3D PET shows efficacy for quantitative myocardial blood flow analysis

Two-dimensional PET using 13N-ammonia as a tracer has established itself for the assessment of quantitative regional myocardial blood flow (MBF) and coronary flow reserve. A multinational team of researchers from Switzerland and Japan, in a recent study published in the Journal of Nuclear Medicine, sought to determine if 3D PET (with septa retracted) could provide similar accuracy.

“Although the use of 3D PET has demonstrated significant advantages over the use of 2D PET for brain imaging, the relative benefits of 3D PET for whole-body oncology and cardiac applications are less clear,” the authors wrote.

The researchers, from the University Hospital of Zurich in Zurich, Switzerland, and Osaka Medical College, in Takatsuki, Japan, compared 2D and 3D PET acquisition modes with analytic and iterative reconstruction algorithms for the absolute quantification of MBF with 13N-ammonia.

The study group consisted of 21 patients with a mean age of 63 years admitted for the assessment of myocardial perfusion with dynamic 13N-ammonia PET. Of the cohort, seven were referred for suspected coronary artery disease, nine had known coronary artery disease, and five patients with a normal coronary angiogram were evaluated for microvascular disease.

The 2D and 3D studies were conducted on an integrated PET/CT system, the 16-slice Discovery ST RX (GE Healthcare). The MBF measurements were acquired in both 2D and 3D modes at rest and during adenosine stress testing. The researchers noted that the 3D data acquisition was performed with the interplane septa removed from the field of view.

The image data was corrected for random coincidences, geometry, normalization, dead-time losses, scatter, and attenuation, according to the scientists. The 2D emission data was reconstructed with a filtered backplane projection (FBP), while the 3D data was converted into sets of contiguous transaxial 2D sinograms by use of Fourier rebinning (FORE).  The 3D images were reconstructed using three techniques: FORE with FBP; FORE with ordered-subsets expectation maximization (OSEM); and a reprojection algorithm.

  
  
Static transaxial images obtained for representative patient (weight, 74 kg; height, 178 cm) with 2D FBP after injection of 900 MBq of 13NNH3 (A) and images obtained with low-dose protocol (500 MBq of 13N-NH) and 3D FORE–FBP (B), 3D FORE–OSEM (C), and 3D RP (D). Image and caption copyright © by the Society of Nuclear Medicine Inc. from "Absolute Quantification of Myocardial Blood Flow with 13N-Ammonia and 3-Dimensional PET," by Tiziano Schepis, Oliver Gaemperli, Valerie Treyer, Ines Valenta, Cyrill Burger, Pascal Koepfli, Mehdi Namdar, Itaru Adachi, Hatem Alkadhi, and Philipp Kaufmann, Journal of Nuclear Medicine. 
  



The researchers reported that there were no significant differences between the heart rate and the systolic blood pressure during 2D and 3D MBF measurements at rest and during peak pharmacologic stress.

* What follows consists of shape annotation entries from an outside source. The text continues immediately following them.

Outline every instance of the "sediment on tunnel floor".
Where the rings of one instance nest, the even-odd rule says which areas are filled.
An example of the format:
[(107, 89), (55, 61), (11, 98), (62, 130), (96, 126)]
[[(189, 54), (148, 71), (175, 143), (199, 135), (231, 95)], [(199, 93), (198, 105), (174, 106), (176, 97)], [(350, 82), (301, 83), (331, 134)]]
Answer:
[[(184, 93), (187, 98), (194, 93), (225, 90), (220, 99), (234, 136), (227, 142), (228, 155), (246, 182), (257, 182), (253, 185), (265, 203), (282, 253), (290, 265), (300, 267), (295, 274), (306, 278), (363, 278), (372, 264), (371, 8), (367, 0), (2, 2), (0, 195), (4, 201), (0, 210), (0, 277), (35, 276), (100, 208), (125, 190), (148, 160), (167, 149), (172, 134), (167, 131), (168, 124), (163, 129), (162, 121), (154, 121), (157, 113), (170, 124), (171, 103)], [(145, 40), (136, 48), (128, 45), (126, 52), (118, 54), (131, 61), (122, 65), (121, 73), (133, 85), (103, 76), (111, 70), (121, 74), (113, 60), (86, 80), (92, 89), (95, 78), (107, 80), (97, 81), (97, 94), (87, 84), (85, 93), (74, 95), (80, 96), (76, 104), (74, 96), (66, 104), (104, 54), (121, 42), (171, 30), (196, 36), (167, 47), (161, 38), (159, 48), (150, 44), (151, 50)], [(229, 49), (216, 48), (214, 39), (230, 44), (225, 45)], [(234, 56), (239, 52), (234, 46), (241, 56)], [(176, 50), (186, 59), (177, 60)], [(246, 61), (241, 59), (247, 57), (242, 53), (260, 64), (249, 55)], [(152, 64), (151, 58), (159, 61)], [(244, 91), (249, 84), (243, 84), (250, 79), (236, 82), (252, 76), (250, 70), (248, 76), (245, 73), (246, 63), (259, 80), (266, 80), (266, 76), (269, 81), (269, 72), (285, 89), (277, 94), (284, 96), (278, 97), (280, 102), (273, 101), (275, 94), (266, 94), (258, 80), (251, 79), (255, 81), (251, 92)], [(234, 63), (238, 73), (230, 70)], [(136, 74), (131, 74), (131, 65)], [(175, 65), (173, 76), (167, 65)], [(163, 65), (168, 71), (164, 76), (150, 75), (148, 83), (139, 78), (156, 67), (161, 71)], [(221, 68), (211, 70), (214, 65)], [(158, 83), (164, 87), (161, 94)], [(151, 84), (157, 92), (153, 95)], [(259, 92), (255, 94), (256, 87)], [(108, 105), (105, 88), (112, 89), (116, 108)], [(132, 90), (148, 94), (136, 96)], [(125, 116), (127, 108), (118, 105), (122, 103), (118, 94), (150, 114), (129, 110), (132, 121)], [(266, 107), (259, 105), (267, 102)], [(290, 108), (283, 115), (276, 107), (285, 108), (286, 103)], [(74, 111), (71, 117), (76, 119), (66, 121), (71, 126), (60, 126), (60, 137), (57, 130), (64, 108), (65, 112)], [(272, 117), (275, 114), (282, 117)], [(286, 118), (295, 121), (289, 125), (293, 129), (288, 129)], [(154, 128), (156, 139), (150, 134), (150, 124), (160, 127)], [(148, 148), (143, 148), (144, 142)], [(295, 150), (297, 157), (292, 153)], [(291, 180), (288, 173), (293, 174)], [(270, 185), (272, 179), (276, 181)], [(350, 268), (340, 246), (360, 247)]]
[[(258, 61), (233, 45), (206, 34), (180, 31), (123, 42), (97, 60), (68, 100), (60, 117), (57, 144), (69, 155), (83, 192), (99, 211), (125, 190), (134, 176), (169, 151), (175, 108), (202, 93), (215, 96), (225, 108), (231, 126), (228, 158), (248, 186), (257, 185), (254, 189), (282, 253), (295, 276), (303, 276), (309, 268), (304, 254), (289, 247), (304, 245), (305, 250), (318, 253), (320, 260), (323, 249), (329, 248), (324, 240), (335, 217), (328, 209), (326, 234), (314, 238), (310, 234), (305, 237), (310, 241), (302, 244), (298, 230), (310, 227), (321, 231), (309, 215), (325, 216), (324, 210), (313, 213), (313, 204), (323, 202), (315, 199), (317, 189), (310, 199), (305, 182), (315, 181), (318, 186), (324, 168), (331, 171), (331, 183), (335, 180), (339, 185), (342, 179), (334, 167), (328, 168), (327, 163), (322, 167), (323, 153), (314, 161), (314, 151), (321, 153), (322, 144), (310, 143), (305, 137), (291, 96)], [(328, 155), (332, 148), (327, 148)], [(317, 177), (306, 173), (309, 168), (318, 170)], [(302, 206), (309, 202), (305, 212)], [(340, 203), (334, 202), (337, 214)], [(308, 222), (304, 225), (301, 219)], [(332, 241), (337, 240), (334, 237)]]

“Visual inspection of the 2D static PET images revealed fixed perfusion defects in nine patients and mixed [fixed and reversible defects] in three patients,” they wrote. “Three-dimensional PET with any of the three reconstruction algorithms provided findings identical to those obtained by 2D PET, as determined by visual analysis.”

Of note, in a subset of the patients imaged in 3D mode, the researchers used a lower dose (30%) of 13N-ammonia and obtained similar results.

“These parameters may allow reductions in the radiation dose to the patient and potentially shorten the time delay between consecutive studies, as the activity reaches the background more rapidly,” they noted.

Although iterative reconstruction algorithms that use FORE-OSEM for 3D images may be an alternative to the standard 2D FDP algorithm for 13N-ammonia cardiac PET studies, the researchers acknowledged that the results are dependent on the specific parameters of the PET scanner, acquisition protocols, and reconstruction methods.